Obs y x1 x2 x3 x4 x5 x6 x7 x8 x9 x10
1 1 -1.46240 -0.64514 -0.83593 -1.47040 -0.91997 -1.58430 0.71239 -0.54229 1.05090 0.23649
2 1 -0.66480 0.20615 -0.36857 0.25822 -0.47567 -0.35497 -1.11940 -0.29251 -0.37542 -0.38760
3 1 -0.20049 0.37994 -2.38280 0.43960 -1.22700 -1.76220 0.10464 -1.80750 0.49292 -1.67000
4 1 -0.25776 0.27994 1.83920 -1.62950 -1.28750 -1.26510 0.76334 -0.61645 -0.31578 -0.32193
5 1 -0.56457 -0.39588 -0.98372 -0.83741 -0.41477 0.14834 -0.03550 -0.10022 -0.75753 0.37068

Leukemia Type Variable

y Frequency Percent Cumulative
Frequency
Cumulative
Percent
-1 11 28.95 11 28.95
1 27 71.05 38 100.00



The results of the PROC CONTENTS step are not displayed. The results show that there are 7,130 variables, y and x1-x7129.
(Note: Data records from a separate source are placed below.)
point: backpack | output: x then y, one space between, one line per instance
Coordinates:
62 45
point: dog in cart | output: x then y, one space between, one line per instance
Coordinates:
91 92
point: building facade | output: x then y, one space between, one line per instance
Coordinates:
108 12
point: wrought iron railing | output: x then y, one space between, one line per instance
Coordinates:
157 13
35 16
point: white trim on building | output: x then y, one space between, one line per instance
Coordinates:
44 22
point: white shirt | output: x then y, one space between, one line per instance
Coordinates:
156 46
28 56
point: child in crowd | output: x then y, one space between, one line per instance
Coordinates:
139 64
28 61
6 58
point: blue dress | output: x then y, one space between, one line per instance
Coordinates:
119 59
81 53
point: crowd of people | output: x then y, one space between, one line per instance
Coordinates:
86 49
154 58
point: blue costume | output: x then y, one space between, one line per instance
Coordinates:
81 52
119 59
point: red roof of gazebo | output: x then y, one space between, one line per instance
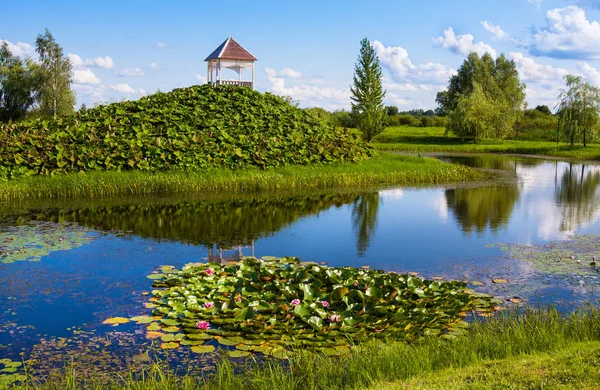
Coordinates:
230 50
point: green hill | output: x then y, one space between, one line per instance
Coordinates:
189 128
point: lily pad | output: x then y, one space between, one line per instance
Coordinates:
115 321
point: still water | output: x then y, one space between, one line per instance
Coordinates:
79 264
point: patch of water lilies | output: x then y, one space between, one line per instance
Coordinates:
9 372
574 257
33 241
273 305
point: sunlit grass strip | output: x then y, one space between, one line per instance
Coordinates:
433 139
550 149
510 336
386 169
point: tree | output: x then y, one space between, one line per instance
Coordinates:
17 86
499 101
578 109
391 110
367 93
56 71
544 109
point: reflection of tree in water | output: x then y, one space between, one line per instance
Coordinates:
477 208
225 223
502 163
577 194
364 218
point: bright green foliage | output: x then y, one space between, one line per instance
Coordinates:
191 128
17 86
33 241
273 304
56 71
367 93
578 109
484 99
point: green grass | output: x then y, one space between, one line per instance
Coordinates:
432 139
385 169
575 367
543 337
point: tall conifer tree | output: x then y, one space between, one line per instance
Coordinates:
367 93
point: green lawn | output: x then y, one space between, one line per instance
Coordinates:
432 139
575 367
385 169
536 348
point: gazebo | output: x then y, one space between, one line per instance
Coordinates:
230 55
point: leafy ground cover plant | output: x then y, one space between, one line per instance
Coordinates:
274 305
188 128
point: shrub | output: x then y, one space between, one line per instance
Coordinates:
189 128
343 119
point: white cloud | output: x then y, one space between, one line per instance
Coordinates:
291 73
98 62
85 76
397 61
20 49
567 34
123 88
462 44
202 79
286 72
531 71
496 31
394 58
397 100
130 72
309 95
589 72
434 73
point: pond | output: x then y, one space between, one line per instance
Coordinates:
66 268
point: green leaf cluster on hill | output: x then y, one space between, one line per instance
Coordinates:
190 128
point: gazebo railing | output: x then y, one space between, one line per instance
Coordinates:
235 83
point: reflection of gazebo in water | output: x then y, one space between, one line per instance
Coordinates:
230 55
223 254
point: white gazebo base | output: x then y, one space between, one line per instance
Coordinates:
236 83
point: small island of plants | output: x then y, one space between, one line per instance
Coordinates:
275 305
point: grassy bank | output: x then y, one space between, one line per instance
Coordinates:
575 367
432 139
385 169
542 337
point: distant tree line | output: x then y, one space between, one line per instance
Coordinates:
31 88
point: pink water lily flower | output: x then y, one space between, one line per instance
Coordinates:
202 325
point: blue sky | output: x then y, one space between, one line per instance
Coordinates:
307 49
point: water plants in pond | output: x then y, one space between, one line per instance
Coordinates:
10 372
272 305
33 241
574 257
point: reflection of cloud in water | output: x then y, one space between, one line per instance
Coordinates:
573 201
396 193
440 204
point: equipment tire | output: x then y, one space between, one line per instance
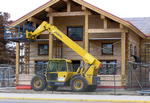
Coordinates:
91 88
78 84
38 83
52 88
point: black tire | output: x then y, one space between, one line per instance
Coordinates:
92 88
52 88
78 84
38 83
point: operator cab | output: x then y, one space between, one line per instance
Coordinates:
59 72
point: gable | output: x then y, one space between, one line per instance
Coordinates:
42 8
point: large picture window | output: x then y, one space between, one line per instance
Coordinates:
109 67
107 48
75 33
43 49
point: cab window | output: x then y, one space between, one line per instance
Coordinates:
61 66
70 68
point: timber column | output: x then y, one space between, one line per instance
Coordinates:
17 62
50 36
86 37
123 56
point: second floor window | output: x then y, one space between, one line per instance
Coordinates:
107 49
43 49
75 33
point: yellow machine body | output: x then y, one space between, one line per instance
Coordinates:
89 73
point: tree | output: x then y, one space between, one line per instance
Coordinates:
6 54
4 16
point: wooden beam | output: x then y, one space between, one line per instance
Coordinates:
105 23
17 62
34 20
79 13
123 56
65 0
83 8
50 40
68 6
49 10
86 38
102 16
105 30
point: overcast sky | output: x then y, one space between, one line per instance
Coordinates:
120 8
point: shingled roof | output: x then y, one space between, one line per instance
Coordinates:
142 23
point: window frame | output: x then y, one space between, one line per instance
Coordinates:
101 71
75 27
107 53
39 50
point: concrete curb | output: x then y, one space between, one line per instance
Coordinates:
77 98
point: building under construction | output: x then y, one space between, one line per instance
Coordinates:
112 40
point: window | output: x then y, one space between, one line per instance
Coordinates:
75 33
43 49
75 64
108 67
107 48
135 50
40 67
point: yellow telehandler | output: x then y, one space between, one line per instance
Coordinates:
60 72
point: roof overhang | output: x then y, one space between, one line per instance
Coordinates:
85 4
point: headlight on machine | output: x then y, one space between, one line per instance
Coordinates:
61 79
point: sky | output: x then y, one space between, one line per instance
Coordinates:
120 8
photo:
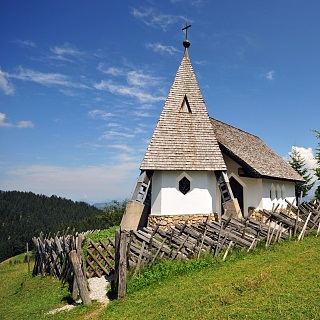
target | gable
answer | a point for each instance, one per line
(184, 138)
(250, 152)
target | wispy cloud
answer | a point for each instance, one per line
(5, 84)
(122, 147)
(99, 114)
(22, 124)
(115, 134)
(270, 75)
(155, 19)
(94, 183)
(194, 3)
(26, 43)
(160, 48)
(129, 91)
(65, 51)
(109, 70)
(142, 114)
(46, 79)
(139, 79)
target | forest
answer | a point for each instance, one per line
(25, 214)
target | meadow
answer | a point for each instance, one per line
(277, 282)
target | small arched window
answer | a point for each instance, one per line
(184, 185)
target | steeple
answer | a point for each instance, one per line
(184, 138)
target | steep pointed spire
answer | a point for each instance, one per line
(184, 138)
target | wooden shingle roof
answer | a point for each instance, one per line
(252, 153)
(184, 138)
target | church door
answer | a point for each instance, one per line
(237, 190)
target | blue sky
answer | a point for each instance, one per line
(82, 83)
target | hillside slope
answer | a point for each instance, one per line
(25, 214)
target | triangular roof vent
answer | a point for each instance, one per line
(185, 107)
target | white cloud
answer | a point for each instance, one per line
(5, 85)
(65, 51)
(160, 48)
(26, 43)
(155, 19)
(25, 124)
(111, 70)
(115, 134)
(270, 75)
(99, 114)
(142, 114)
(21, 124)
(139, 79)
(96, 183)
(122, 147)
(128, 91)
(46, 79)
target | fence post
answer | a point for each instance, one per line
(80, 278)
(122, 266)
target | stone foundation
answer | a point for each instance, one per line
(166, 221)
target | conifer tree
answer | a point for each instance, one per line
(298, 163)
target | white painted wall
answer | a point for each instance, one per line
(168, 200)
(257, 191)
(204, 196)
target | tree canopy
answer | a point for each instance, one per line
(25, 214)
(298, 163)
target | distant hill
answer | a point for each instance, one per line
(101, 205)
(25, 214)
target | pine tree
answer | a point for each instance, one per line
(317, 169)
(298, 163)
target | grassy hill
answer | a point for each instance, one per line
(278, 282)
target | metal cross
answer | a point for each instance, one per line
(186, 28)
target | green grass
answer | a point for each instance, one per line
(278, 282)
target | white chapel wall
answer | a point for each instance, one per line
(261, 193)
(168, 200)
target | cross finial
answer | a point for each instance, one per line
(186, 42)
(186, 28)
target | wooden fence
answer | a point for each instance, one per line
(183, 241)
(133, 249)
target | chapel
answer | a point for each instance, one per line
(196, 166)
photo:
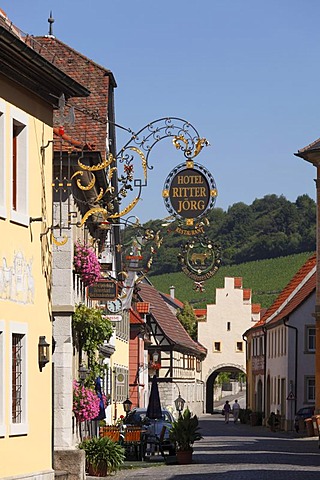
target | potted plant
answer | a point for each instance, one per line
(183, 433)
(103, 456)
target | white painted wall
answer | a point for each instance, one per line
(229, 311)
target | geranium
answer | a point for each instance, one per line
(154, 366)
(120, 420)
(86, 264)
(86, 402)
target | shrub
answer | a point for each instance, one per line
(103, 454)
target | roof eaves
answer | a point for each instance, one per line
(25, 66)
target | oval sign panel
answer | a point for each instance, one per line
(189, 192)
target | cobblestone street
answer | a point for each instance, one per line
(241, 452)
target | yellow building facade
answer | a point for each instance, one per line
(30, 88)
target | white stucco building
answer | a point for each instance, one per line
(221, 332)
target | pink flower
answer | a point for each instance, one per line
(86, 264)
(86, 402)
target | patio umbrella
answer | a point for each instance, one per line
(154, 406)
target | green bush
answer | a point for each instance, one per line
(244, 415)
(103, 454)
(185, 431)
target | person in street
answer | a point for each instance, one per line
(227, 410)
(235, 411)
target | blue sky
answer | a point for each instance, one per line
(244, 73)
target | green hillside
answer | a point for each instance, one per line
(266, 279)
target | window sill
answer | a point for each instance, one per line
(19, 218)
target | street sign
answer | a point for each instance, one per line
(113, 318)
(103, 290)
(291, 396)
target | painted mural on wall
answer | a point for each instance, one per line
(16, 280)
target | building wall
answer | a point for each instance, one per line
(25, 285)
(225, 324)
(288, 373)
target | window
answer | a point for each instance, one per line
(19, 167)
(311, 339)
(2, 392)
(2, 161)
(18, 387)
(121, 384)
(310, 389)
(239, 347)
(198, 365)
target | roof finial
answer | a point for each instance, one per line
(50, 21)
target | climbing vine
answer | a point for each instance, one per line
(90, 331)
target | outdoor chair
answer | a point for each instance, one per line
(158, 444)
(133, 441)
(110, 431)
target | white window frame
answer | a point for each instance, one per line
(20, 215)
(2, 379)
(21, 428)
(308, 349)
(239, 350)
(3, 210)
(216, 350)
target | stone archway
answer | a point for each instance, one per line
(233, 369)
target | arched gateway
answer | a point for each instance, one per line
(221, 333)
(213, 397)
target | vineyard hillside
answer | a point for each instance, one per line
(266, 279)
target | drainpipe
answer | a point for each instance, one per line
(265, 337)
(295, 363)
(246, 342)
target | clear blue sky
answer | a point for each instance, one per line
(245, 73)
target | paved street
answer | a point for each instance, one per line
(241, 452)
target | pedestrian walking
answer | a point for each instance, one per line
(227, 410)
(235, 411)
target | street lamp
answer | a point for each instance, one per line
(179, 403)
(127, 404)
(83, 373)
(43, 352)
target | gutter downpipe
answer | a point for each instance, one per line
(295, 363)
(265, 337)
(246, 342)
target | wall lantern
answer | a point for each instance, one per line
(155, 357)
(83, 373)
(43, 352)
(179, 403)
(127, 404)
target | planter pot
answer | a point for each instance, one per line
(100, 471)
(184, 457)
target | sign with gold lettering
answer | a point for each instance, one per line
(103, 290)
(189, 191)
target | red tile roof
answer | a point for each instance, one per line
(174, 301)
(135, 318)
(143, 307)
(246, 294)
(255, 308)
(298, 298)
(297, 290)
(168, 322)
(98, 80)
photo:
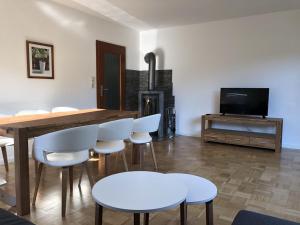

The following steps display information about Sashelp.LeuTest data set and create Figure B.13:

title 'Leukemia Test Data';
proc contents data=sashelp.LeuTest varnum;
   ods select position;
run;

title 'The First Five Observations and 11 Variables';
proc print data=sashelp.LeuTest(obs=5);
   var y x1-x10;
run;

title 'Leukemia Type Variable';
proc freq data=sashelp.LeuTest;
   tables y;
run;

Figure B.13: Leukemia Test Data

The First Five Observations and 11 Variables

Obs y x1 x2 x3 x4 x5 x6 x7 x8 x9 x10
1 1 -1.38240 0.06288 0.62252 1.61210 0.52179 0.11516 -1.85270 -0.39956 0.88007 -0.86565
2 1 0.65192 -0.35476 2.29630 1.64980 0.50211 -0.37315 1.76820 -1.74270 1.63080 0.60171
3 1 0.65409 1.41340 0.22593 -0.06719 0.30015 0.76964 -0.26212 0.94481 -0.51884 -0.60999
4 1 1.07220 0.01959 0.16875 0.84779 0.24533 0.79682 0.41442 0.35122 -0.70177 1.85410
5 1 2.12480 1.66370 -0.35986 1.15850 0.89379 0.56310 -0.92476 0.56790 -0.56039 -2.12400

Leukemia Type Variable

y Frequency Percent Cumulative
Frequency
Cumulative
Percent
-1 14 41.18 14 41.18
1 20 58.82 34 100.00



The results of the PROC CONTENTS step are not displayed. The results show that there are 7,130 variables, y and x1-x7129.